Broder Bros. reported second quarter net sales of $259.5 million, down 1.0% from $262.1 million last year. Income from operations for the second quarter 2006 was $9.3 million compared to $12.2 million for second quarter 2005. Second quarter 2006 net loss was $(0.2) million compared to net income of $2.0 million for second quarter 2005. Second quarter 2006 earnings before interest, taxes, depreciation and amortization (EBITDA) was $14.0 million compared to EBITDA of $17.1 million for second quarter 2005.

Results include the impact of certain restructuring, integration and other highlighted charges discussed below. Excluding these highlighted charges, EBITDA was $17.8 million for the second quarter of both 2006 and 2005.

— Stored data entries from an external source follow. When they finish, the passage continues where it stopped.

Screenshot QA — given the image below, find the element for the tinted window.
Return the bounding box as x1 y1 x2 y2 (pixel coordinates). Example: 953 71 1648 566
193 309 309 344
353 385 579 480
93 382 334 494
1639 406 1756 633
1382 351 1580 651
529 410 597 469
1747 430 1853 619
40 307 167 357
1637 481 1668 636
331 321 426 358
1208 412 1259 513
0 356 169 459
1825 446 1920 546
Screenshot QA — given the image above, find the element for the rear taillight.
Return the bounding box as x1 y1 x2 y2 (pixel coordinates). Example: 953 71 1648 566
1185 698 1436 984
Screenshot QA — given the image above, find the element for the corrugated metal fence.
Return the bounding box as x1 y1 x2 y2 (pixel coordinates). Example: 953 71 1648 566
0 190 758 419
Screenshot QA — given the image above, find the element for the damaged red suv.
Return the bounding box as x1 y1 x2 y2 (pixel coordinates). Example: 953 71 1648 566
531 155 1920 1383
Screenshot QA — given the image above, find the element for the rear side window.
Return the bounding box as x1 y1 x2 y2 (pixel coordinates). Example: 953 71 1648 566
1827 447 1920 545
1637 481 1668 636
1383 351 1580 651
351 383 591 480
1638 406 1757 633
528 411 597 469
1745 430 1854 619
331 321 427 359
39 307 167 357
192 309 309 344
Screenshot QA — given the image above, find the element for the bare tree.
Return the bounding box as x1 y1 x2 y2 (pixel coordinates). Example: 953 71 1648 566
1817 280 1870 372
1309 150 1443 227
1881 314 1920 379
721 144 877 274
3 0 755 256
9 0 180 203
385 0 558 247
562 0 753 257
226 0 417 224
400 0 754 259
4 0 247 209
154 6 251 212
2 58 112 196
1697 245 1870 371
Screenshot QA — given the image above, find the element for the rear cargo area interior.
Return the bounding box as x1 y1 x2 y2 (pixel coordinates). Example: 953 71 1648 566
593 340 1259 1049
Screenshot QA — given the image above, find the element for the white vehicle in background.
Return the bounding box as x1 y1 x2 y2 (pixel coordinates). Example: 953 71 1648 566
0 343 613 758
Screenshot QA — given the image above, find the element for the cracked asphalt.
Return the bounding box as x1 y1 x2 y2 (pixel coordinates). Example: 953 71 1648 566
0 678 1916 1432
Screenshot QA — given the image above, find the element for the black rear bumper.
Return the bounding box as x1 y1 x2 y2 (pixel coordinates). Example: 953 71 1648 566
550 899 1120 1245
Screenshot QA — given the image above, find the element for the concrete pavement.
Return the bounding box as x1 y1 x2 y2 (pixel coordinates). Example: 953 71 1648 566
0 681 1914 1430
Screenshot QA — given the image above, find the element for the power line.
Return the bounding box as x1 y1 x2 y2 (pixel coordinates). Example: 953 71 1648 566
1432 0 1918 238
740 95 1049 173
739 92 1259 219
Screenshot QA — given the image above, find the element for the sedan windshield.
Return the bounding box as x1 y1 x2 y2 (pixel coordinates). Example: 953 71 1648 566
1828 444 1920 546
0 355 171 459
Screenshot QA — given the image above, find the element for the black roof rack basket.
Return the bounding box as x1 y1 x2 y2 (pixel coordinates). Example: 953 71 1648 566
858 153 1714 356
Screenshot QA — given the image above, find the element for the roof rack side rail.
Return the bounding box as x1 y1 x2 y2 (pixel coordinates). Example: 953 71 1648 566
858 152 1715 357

Increased unit volume during the second quarter 2006 compared to the second quarter 2005 was offset by decreased average selling prices. Gross profit was negatively impacted as a result of the Company’s objective to cull certain underperforming private label styles, which has led to the establishment of increased reserve levels and discounting off normal selling prices to dispose of the inventory.

The Company’s Broder division generated second quarter 2006 net sales of $98.7 million compared to $99.2 million in the second quarter 2005. The Alpha division generated second quarter 2006 net sales of $125.7 million compared to net sales of $126.0 million in the second quarter 2005. The NES division generated net sales of $35.1 million in the second quarter 2006 compared to net sales of $36.9 million in the second quarter 2005.


Year-to-Date Results Compared to Prior Year

For the six months ended June 2006, net sales were $469.1 million compared to $459.8 million for the six months ended June 2005. Income from operations for the six months ended June 2006 was $8.9 million compared to $11.1 million for the six months ended June 2005. Net loss for the six months ended June 2006 was $(5.5) million compared to net loss of $(3.5) million for the six months ended June 2005. EBITDA for the six months ended June 2006 was $18.2 million compared to EBITDA of $21.1 million for the six months ended June 2005.

Excluding the highlighted charges denoted herein, EBITDA for the six months ended June 2006 was $24.7 million compared to EBITDA of $22.9 million for the six months ended June 2005.

Business Outlook

The Company continues to execute its strategy to create multi-branded distribution centers to improve inventory availability to customers, reduce overall inventory levels and obtain operational cost savings. The Company has leased a new 330,000 square foot facility in Fresno, CA, and during the third quarter 2006, expects to consolidate its Alpha division La Mirada, CA and its Broder division Fresno, CA distribution facilities into the new dual-branded Broder-Alpha facility. The Company will also open a 30,000 square foot facility in Sante Fe Springs, CA to serve as a customer pick-up operation for the Southern California market.

The Company has leased a 425,000 square foot facility in Chicago, IL, which will operate as a multi-branded distribution center. As the Company grows and shifts volume in the Chicago location, certain Midwest locations will be consolidated into Chicago beginning during the third quarter of 2006 and continuing through the first half of 2007. Similar to its strategy in California, the Company expects to operate smaller customer pick-up operations in locations that are consolidated.

During the third quarter 2006, the Company completed its previously announced strategy to consolidate its call center operations from seven locations down to three locations. The action is expected to yield annualized operational cost savings of approximately $1.6 million while improving customer service levels.


Liquidity

The Company relies primarily upon cash flow from operations and borrowings under its revolving credit facility to finance operations, capital expenditures and debt service requirements. Borrowings and availability under the revolving credit facility fluctuate due to seasonal demands. Historical borrowing levels have reached peaks during the middle of a given year and low points during the last quarter of the year. The Company expects borrowing levels will peak during the third quarter 2006 and to reach a low point during the fourth quarter of the year. Borrowings under the revolving credit facility decreased from $90.0 million at December 31, 2005 to $68.0 million at July 1, 2006. During the six months ended July 1, 2006, inventory levels increased sequentially by $18.2 million, the net effect of an increase due to seasonal requirements and a 13% improvement in days of inventory on hand.

The Company’s revolving credit facility provides for aggregate borrowings up to $225.0 million, subject to borrowing base availability. As of July 1, 2006, borrowing base availability was $116.0 million.